Public Comment

Smart Growth: Another View

By Charles Siegel
Monday January 30, 2012 - 09:42:00 AM

In her two articles about regional planning for smart growth, Zelda Bronstein repeatedly claims that the planning is undemocratic. She sympathizes with Tea Party members who have disrupted planning meetings and who gave the biggest round of applause one evening to a Berkeley extremist who is well known for disrupting city meetings.  


She quotes with approval one Tea Party member who explained that she did not go to breakout sessions because "they’re going to do whatever they’re going to do, regardless of the public input" and other Tea-party members who held signs that said “ABAG/MTC don’t speak for me,” “This is a rigged meeting” and “We’re being railroaded.”  


She concludes that these regional agencies should make "future planning for our region, more accountable to the public at large." 


Yet she also writes: "SB 375, signed by then-Governor Schwarzenegger, requires California to reduce its greenhouse gas emissions to 1990 levels by 2020. To that end, each of the state’s eighteen metropolitan planning organizations—in our case, ABAG plus MTC—must prepare a long-range plan that integrates its region’s transportation, housing and land use in ways that get people to drive less. In the Bay Area, as elsewhere in the country, this is called planning for “smart” growth and “sustainable” development." 

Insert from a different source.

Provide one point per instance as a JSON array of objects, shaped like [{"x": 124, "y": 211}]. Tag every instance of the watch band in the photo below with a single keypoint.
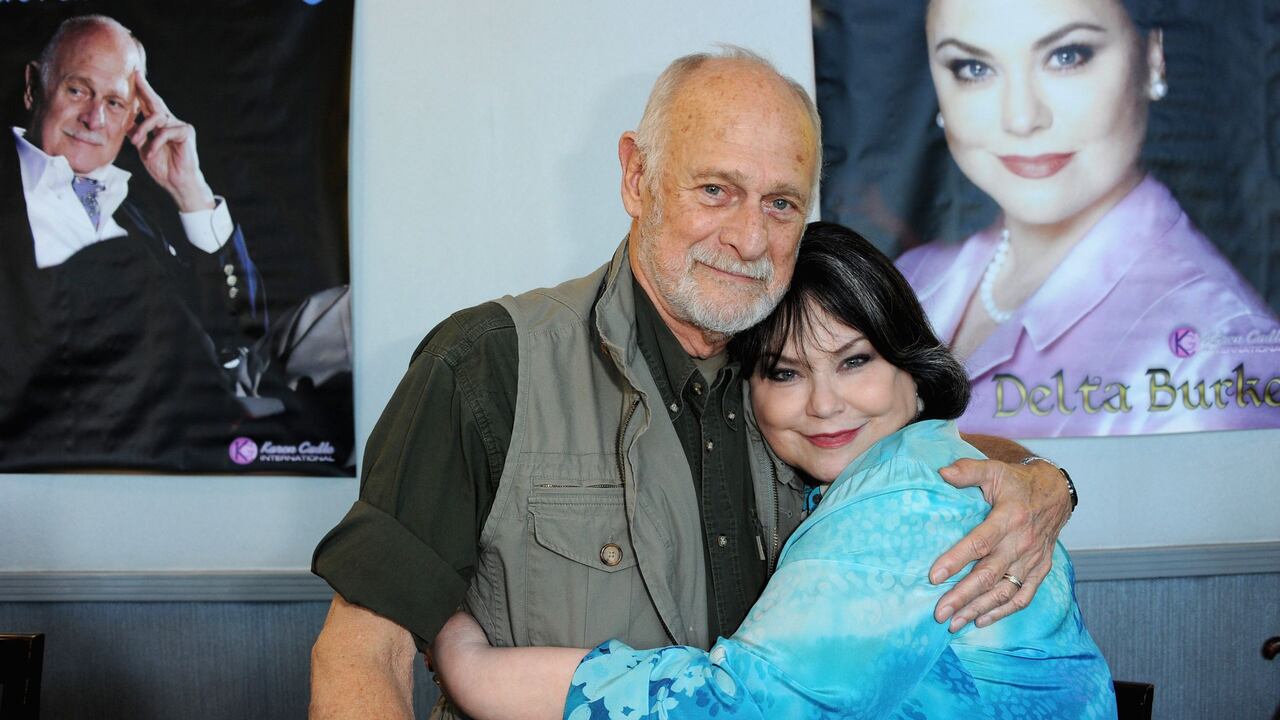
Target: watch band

In other words, regional agencies are planning for smart growth because they are following a law that was passed by the state legislature and signed by the governor. That sounds democratic to me: the law was passed by elected officials who are "accountable to the public at large." 


The Tea Party is a minority of the Republican Party and a small minority of the State of California. The Tea Party has outsized influence because it gets funding from the Koch Brothers and other fossil fuel interests. The Tea Party and its Berkeley supporters are not "accountable" to anyone and certainly do not represent "the public at large." When the legislature required regional planning agencies to consult with the public, they obviously did not intend for SB 375's smart-growth mandate to be nullified by a noisy, disruptive minority who are in favor of sprawl and who deny climate science.  


Democracy is not threatened by regional agencies that are following a law passed by the elected legislators of California. 


Democracy is threatened by extremists who disrupt public meetings and try to prevent government from functioning when it tries to carry out a law that they do not like.